Warum haben Sie sich schließlich entschieden, mit den Teppichknüpfern in Nepal zusammen zu arbeiten?
Ich glaube, die Verbindung, die ich mit den Menschen in Nepal habe, ist vielschichtig und kaum in wenigen Worten zu erklären. Die Entscheidung, eine Produktion mit den Tibetern und Nepali aufzubauen, hatte nicht nur mit dem Produkt selbst zu tun, sondern auch mit der Begegnung mit Land und Leuten. Es war von Anfang an auch ein soziales Engagement – so wie wir es auch mit Freunden oder mit der Familie haben.
Irgendwie habe ich gespürt, dass meine ethischen Überzeugungen zu dem System dieser Menschen und zu ihrem Produktionsprozess passen. Es ist leicht, eine Situation zu verändern und das Leben einiger Menschen zu verbessern, einfach, indem man ein bisschen aufmerksamer ist und etwas mehr Energie, Zeit und Geld investiert.

Wie bezahlen Sie Ihre Leute?
Die Arbeiter und Arbeiterinnen bekommen jede Woche einen Lohn. Der basiert auf einem Grundlohn und einem Bonussystem. Im Moment sind die Zeiten etwas schwierig, weil die Partei der Unions und der Maiosten fast jede Woche ein neues Zahlungssystem propagiert.
Mit wem arbeiten Sie vor Ort hauptsächlich zusammen?
Da ist zunächst mein Freund und Partner, Lok Darshan Lama. Er stammt ursprünglich aus den Bergen, aus einer sehr armen Familie. Als Waise hatte er eine schwere Kindheit, doch er schaffte es als erster aus seinem Dorf, eine Ausbildung zum Lehrer zu machen. Später verließ er sein Dorf und begann, in der Teppichproduktion zu arbeiten. Heute leitet er die Produktion in Bhaktapur.

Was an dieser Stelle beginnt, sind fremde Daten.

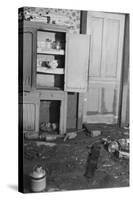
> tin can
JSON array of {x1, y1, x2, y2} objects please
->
[{"x1": 30, "y1": 165, "x2": 46, "y2": 192}]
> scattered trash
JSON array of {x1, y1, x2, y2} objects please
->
[
  {"x1": 91, "y1": 130, "x2": 102, "y2": 137},
  {"x1": 108, "y1": 141, "x2": 119, "y2": 153},
  {"x1": 119, "y1": 151, "x2": 129, "y2": 159},
  {"x1": 84, "y1": 144, "x2": 101, "y2": 178},
  {"x1": 64, "y1": 132, "x2": 77, "y2": 142},
  {"x1": 40, "y1": 122, "x2": 58, "y2": 133},
  {"x1": 47, "y1": 188, "x2": 59, "y2": 192},
  {"x1": 64, "y1": 128, "x2": 85, "y2": 142},
  {"x1": 123, "y1": 131, "x2": 129, "y2": 136},
  {"x1": 118, "y1": 138, "x2": 129, "y2": 151},
  {"x1": 103, "y1": 164, "x2": 112, "y2": 167},
  {"x1": 36, "y1": 141, "x2": 56, "y2": 147},
  {"x1": 102, "y1": 137, "x2": 130, "y2": 159},
  {"x1": 29, "y1": 165, "x2": 46, "y2": 192},
  {"x1": 24, "y1": 131, "x2": 39, "y2": 139}
]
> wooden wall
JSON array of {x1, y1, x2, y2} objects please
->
[{"x1": 120, "y1": 14, "x2": 130, "y2": 126}]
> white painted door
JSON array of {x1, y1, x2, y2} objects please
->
[
  {"x1": 83, "y1": 12, "x2": 125, "y2": 123},
  {"x1": 65, "y1": 34, "x2": 90, "y2": 92}
]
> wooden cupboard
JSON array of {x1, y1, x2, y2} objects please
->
[{"x1": 19, "y1": 21, "x2": 90, "y2": 133}]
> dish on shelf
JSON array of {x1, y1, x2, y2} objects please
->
[
  {"x1": 37, "y1": 47, "x2": 64, "y2": 55},
  {"x1": 37, "y1": 66, "x2": 64, "y2": 74}
]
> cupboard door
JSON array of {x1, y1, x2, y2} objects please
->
[
  {"x1": 65, "y1": 34, "x2": 90, "y2": 92},
  {"x1": 83, "y1": 12, "x2": 125, "y2": 123},
  {"x1": 22, "y1": 94, "x2": 40, "y2": 132}
]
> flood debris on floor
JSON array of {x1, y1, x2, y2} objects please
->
[{"x1": 24, "y1": 125, "x2": 129, "y2": 192}]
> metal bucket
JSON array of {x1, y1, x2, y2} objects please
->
[{"x1": 30, "y1": 165, "x2": 46, "y2": 192}]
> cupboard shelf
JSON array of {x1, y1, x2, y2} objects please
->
[
  {"x1": 37, "y1": 66, "x2": 64, "y2": 74},
  {"x1": 37, "y1": 48, "x2": 65, "y2": 55}
]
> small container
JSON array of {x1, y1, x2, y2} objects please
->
[
  {"x1": 56, "y1": 41, "x2": 61, "y2": 50},
  {"x1": 108, "y1": 141, "x2": 119, "y2": 153},
  {"x1": 30, "y1": 165, "x2": 46, "y2": 192}
]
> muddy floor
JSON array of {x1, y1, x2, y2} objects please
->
[{"x1": 24, "y1": 125, "x2": 129, "y2": 192}]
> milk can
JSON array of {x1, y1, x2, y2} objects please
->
[{"x1": 30, "y1": 165, "x2": 46, "y2": 192}]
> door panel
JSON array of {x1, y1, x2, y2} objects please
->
[
  {"x1": 23, "y1": 104, "x2": 36, "y2": 131},
  {"x1": 65, "y1": 34, "x2": 90, "y2": 92},
  {"x1": 83, "y1": 12, "x2": 125, "y2": 123},
  {"x1": 88, "y1": 17, "x2": 103, "y2": 77}
]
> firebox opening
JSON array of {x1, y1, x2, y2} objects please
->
[{"x1": 39, "y1": 100, "x2": 60, "y2": 134}]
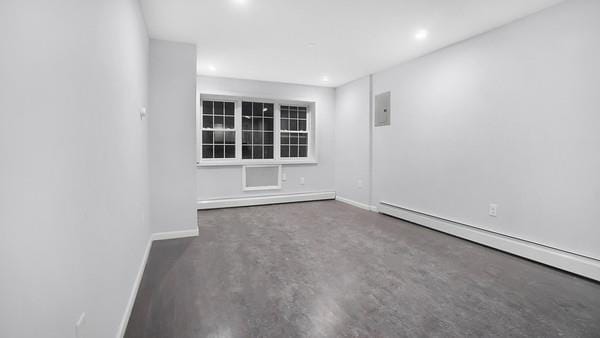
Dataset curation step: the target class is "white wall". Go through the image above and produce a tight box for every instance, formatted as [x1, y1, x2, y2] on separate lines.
[0, 0, 150, 338]
[196, 76, 335, 200]
[148, 39, 197, 232]
[373, 0, 600, 259]
[335, 77, 371, 205]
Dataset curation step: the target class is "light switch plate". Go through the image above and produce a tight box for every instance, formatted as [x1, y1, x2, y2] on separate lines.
[374, 92, 392, 127]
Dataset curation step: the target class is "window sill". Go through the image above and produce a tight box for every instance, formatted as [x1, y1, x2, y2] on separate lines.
[196, 158, 319, 168]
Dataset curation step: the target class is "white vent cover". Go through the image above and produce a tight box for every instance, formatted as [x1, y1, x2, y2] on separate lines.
[242, 165, 281, 191]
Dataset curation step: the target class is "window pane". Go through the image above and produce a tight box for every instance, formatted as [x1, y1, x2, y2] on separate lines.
[263, 146, 273, 158]
[202, 145, 213, 158]
[202, 115, 213, 128]
[225, 146, 235, 158]
[252, 102, 263, 116]
[290, 146, 298, 157]
[202, 101, 213, 115]
[264, 103, 275, 117]
[214, 115, 225, 129]
[242, 102, 275, 159]
[242, 115, 252, 130]
[263, 132, 273, 145]
[202, 130, 213, 144]
[225, 131, 235, 144]
[264, 117, 273, 130]
[215, 131, 225, 144]
[213, 101, 225, 115]
[242, 131, 252, 144]
[215, 145, 225, 158]
[298, 134, 308, 144]
[252, 117, 263, 130]
[290, 133, 298, 144]
[252, 131, 262, 144]
[298, 120, 306, 131]
[242, 146, 252, 159]
[298, 107, 306, 119]
[298, 146, 308, 157]
[225, 116, 235, 129]
[225, 102, 235, 116]
[252, 146, 262, 159]
[242, 102, 252, 116]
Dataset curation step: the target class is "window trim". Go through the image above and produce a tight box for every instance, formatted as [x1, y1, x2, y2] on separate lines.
[196, 93, 318, 167]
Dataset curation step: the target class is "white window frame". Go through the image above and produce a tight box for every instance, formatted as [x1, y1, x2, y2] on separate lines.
[196, 94, 318, 167]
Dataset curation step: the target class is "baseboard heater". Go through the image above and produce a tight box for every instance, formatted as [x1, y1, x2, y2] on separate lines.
[378, 201, 600, 281]
[197, 191, 335, 210]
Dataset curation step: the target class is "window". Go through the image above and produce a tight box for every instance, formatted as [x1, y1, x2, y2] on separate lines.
[202, 101, 235, 158]
[242, 101, 275, 159]
[198, 95, 315, 165]
[280, 106, 308, 158]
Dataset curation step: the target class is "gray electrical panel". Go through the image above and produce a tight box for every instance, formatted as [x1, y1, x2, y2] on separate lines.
[374, 92, 392, 127]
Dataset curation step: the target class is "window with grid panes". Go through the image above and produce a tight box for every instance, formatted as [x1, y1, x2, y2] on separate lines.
[202, 100, 235, 159]
[280, 105, 308, 158]
[242, 101, 275, 159]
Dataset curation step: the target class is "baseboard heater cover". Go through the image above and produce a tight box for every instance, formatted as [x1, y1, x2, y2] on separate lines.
[197, 191, 335, 210]
[378, 201, 600, 281]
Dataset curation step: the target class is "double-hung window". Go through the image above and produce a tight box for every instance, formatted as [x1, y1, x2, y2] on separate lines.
[198, 95, 315, 165]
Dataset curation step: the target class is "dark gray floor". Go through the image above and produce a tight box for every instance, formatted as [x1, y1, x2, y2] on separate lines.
[126, 201, 600, 338]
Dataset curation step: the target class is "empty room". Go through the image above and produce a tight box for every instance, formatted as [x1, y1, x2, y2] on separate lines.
[0, 0, 600, 338]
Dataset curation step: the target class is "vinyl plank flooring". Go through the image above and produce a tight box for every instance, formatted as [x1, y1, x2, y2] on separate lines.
[126, 201, 600, 338]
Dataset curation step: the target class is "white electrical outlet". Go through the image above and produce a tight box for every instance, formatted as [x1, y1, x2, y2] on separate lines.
[489, 203, 498, 217]
[75, 312, 85, 338]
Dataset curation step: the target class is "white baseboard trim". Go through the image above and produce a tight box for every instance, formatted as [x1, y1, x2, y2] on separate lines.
[197, 191, 335, 210]
[152, 228, 198, 241]
[335, 196, 377, 212]
[379, 202, 600, 281]
[117, 228, 198, 338]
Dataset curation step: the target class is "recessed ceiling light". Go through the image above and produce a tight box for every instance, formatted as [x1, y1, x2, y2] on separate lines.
[415, 29, 429, 40]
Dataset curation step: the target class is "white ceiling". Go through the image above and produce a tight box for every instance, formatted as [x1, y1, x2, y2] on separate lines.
[141, 0, 562, 86]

Unsere ethischen Überzeugungen und unsere Talente kamen hier also zusammen. Ein Teil meiner Classic Collection stelle ich aber auch gemeinsam mit der wundervollen Tibeterin Dolma Lob Sang her, die ich 2007 in Nepal kennen lernte. Sie übernahm bereits im Alter von 20 die Teppichproduktion ihres Vaters, weil der Priester werden wollte. Dolma ist ebenso sehr stark in soziale Projekte engagiert und achtet auf die sozialen Bedingungen rund um die Produktion.
Welche sozialen Projekte gibt es bei Ihnen in Bhaktapur?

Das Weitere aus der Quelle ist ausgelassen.